【活動報告】『ぼくらがAIBOをつくった』の“熱量”に圧倒された――ワクワクが止まらない一冊

私は毎日新聞で月一の書評欄を担当している。「今週の本棚・話題の一冊」という欄だが、5名の評者で回しているので、5回に1回、月一少しというサイクルで順番が回ってくる。
この書評欄、とても自由に楽しく書かせてもらっている。毎日新聞の担当の方が「興味を持った本を自由に選んで大丈夫です!」と言ってくれるので、私はその厚意に甘えて、書店やネットで気になる本を見つけては、まさに“気の向くまま”読みまくり、「これだ」と思えた一冊について書いている。
研究フィールドがそちら方面なので、どうしても芸術やエンタメ、メディアなどに目が向きがちではあるが、社会の問題や現象に警鐘を鳴らすような内容にも、つい琴線が触れてしまう。

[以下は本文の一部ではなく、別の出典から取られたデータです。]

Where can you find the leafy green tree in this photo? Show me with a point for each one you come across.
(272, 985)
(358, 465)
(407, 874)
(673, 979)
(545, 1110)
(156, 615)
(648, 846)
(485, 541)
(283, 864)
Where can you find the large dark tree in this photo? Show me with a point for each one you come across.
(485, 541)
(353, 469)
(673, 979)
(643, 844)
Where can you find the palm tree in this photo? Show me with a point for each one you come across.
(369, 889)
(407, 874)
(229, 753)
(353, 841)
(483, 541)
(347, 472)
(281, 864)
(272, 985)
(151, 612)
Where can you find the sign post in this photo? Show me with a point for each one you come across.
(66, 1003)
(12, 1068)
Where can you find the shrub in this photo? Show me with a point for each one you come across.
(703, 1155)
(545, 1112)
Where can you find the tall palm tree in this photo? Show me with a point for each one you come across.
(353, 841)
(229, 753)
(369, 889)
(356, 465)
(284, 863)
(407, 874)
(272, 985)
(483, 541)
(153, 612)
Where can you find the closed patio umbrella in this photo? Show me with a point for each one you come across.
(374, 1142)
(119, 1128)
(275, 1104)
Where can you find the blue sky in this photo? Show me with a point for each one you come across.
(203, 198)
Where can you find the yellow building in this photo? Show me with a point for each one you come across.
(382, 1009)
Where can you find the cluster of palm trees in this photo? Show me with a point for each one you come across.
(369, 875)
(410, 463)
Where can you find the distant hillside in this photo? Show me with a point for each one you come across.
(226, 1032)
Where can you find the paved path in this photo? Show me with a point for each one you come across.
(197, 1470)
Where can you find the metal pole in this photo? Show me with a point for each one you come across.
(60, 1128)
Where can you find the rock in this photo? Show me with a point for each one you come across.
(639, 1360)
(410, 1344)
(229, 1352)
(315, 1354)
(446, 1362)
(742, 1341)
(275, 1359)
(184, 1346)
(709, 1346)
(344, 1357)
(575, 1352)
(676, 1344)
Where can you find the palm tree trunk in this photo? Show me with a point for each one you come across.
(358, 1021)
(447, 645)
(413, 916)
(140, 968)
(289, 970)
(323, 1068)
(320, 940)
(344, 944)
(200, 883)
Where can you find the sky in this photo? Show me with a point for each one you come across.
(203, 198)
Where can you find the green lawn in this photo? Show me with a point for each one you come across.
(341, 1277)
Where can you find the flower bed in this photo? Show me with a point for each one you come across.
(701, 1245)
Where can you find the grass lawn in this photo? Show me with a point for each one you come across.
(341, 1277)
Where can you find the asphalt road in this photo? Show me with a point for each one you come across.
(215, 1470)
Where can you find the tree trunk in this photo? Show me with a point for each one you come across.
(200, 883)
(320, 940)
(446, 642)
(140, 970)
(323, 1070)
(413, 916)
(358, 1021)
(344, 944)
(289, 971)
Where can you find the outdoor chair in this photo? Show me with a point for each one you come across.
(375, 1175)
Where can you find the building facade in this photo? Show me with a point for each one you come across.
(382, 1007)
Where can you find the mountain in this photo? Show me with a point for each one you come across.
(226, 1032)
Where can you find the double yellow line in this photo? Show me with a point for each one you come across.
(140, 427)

そして今日の書評に選んだのは、黒川文雄氏著の『ぼくらがAIBOをつくった ソニー・ロボティクスの挑戦』だ。この本、とにかく最初から最後までワクワクしっぱなしだった。
一気読み必至! 私が書いた文章を読んで、毎日新聞の方が「『プロジェクトX』のようなワクワク感」と表現したが、まさにその通り。AIBO開発に挑んだ技術者たちの思考と熱量に迫る、とても良質なノンフィクションだった。特に私は、イラストレーターの空山基氏の下りがおもしろかった。
最近はタレントも多彩になり、書籍を手軽に出せる時代だ。だが、この本は“手間暇かけて”書かれたものだと感じた。綿密なインタビューを重ね、「なぜ成功したのか」だけでなく「なぜ失敗したのか」ということまでしっかりと書ききっているのは、黒川氏が長年、ゲーム企画開発のアドバイザーとプロデュースを手掛けてきたことに無関係ではないはずだ。
以下のサイトは有料だが、初回は99円で読める。ぜひ読んでみてほしい。
https://mainichi.jp/articles/20260228/ddm/015/070/022000c

来月はどれを選書にしようか……いま、魅力的な本たちに囲まれ、悩みに悩んでいる日々である。これもまた、“楽しきかな人生”である。